《²⁸》

888 96 62
                                    

Jungwon

Kulaklıklarımı kulağıma yerleştirerek kapıyı açtım ve evden çıktım. Ellerimi ceplerime yerleştirmiştim. Hafifçe yağmur yağıyordu. Yüzüme çarpan ve üstümü ıslatan damlacıklar beni rahatsız etmekten çok uzaktı. Her attığım adımda etrafımdaki insanların şemsiyeyle yürüdüklerini, ya da ıslanmamak için koştuklarını görebiliyordum. Yağmuru severdim. Beni huzurlu hissettiren sayılı şeylerdendi.

Buruk bir şekilde gülümseyerek başımı yukarı kaldırdım. Yüzüme damlayan yağmur damlaları gülümsememi genişletmişti. Oysa ki yağmurda onunla el ele yürümek hayallerimden biriydi. Yine aklıma onun gelmesiyle birlikte gülümsemem yavaşça solmuştu. Derin bir nefes verip yürümeye devam ettim. Kolumdaki sargı ıslanmıştı, ama umurumda değildi.

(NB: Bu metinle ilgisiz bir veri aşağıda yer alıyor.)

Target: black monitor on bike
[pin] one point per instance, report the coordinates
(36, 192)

Nasıl olsa kolumdaki yaralara neredeyse her gün yenileri eklenmiyor muydu?

Okul görüş açıma girdiğinde buruk bir şekilde gülümsedim. Onu ilk kez tam da bu kapıdan geçerken görmüştüm. Eliyle saçlarını karıştırırken ne kadar yakışıklı olduğu hakkında bir fikri yoktu. Sert bakışlarla etrafına bakışı hala dün gibi aklımdaydı. İlk kez o zaman göz göze gelmiştik, nasıl unutabilirdim ki?

Nefesimi verip her gün olduğu gibi hatıraların verdiği acıyı yok saymaya çalıştım. Gün geçtikçe bunda daha çok ustalaşıyordum. Hatta Heeseung hyung beni tebrik etmişti, iyi gidiyor olduğumu söylemişti.

Okulun bahçesinde ilerlerken, sahanın da yanından geçiyordum. Sunoo ile tam da o sıralarda oturmuş ve onlara tezahürat yapmıştık. Onun futbol oynayışını izlemiştim. Beni gülümseyerek izlemişti. O an kalbimin nasıl teklediğini tekrar hissetmiş gibiydim. Başımı iki yana salladım.

Okulun kapısının önündeki basamakları tırmandım. Bir yandan sessizce dinlediğim müziği mırıldanıyordum. Gözlerim yanından geçtiğim lavaboya kaymıştı. Sunghoon hyungun kavga ettiği zaman krizim tetiklendiğinde beni buraya getirmişti. İlk kez elini tutmuştum. Bana bakışları ona aşık olduğumu anlamamı sağlamıştı. Bana itiraf yapacakken Niki'nin araya girdiği anı canlanmıştı gözümde. Güldüm kendi kendime.

Neredeyse boş olan koridorda ilerledim, merdivenleri tırmandım. Bizim kata çıkan merdivenlerde duraksadım. Burası Niki Japonya'ya gitmeye karar verdiğinde onu durdurmak için konuştuğum yerdi. O peşimden gelmişti ve sarılmıştı bana. Teselli etmişti, sözler vermişti. Öpmüştü. Hangi basamakta durduğumuza kadar her şeyi hatırlıyordum. Tam da o basamaklara basarak tırmandım merdiveni.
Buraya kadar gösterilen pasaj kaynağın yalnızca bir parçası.